According to senior officials of the US Federal Trade Commission, doctor the states that are considering to bar Tesla Motors direct sales practice should consider first the consumer interest, store not auto dealers needs.
The electric car maker from California, which has been in the past year America’s sweetheart when it comes to investor interest – with it stock gaining around six times in value – has recently seen an escalating fight when it comes to sales.
Its direct sales practice – which means it owns the showrooms for its cars, has seen Tesla combat state by state for the right to sell without direct involvement from dealers. In a blog post, the agency’s directors said state officials should take into account that banning Tesla could harm the existing industries and sales models. The US FTC has among its nationwide responsibilities to ensure customer protection and promote healthy business competition.

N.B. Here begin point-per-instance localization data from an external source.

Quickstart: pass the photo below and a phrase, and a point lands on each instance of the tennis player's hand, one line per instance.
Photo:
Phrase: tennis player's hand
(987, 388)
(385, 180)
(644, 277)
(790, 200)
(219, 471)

“Consumers can benefit from change,” the FTC officials said. “Regulators should differentiate between regulations that truly protect consumers and those that protect the regulated.”

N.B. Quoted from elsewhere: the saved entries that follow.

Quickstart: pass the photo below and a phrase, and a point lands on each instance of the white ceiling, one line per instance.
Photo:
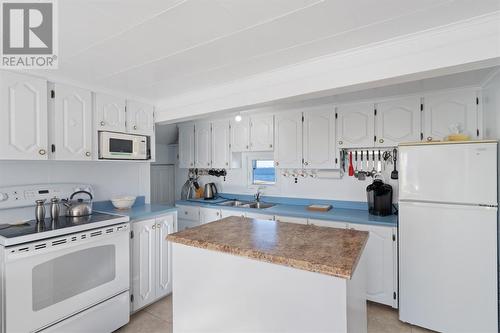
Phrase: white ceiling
(156, 49)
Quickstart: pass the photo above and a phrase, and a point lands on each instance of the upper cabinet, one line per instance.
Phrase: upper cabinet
(221, 152)
(23, 117)
(186, 145)
(443, 111)
(71, 124)
(262, 132)
(397, 121)
(288, 135)
(319, 138)
(202, 145)
(140, 118)
(240, 135)
(355, 125)
(109, 113)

“We didn’t get into this debate by choice, and we didn’t pursue the direct-sales model to disrupt traditional dealer practices,” adds Diarmuid O’Connell, Tesla’s vice president of business development. “Statutes that may have been created to protect consumers many years ago have been implemented mainly to protect the dealer body in many states.”
The three agency directors, Andy Gavil of the policy planning office, Debbie Feinstein of the bureau of competition and Marty Gaynor of the economics bureau said they simply expressed their own opinion – and it’s not coming from the commission or the voting members.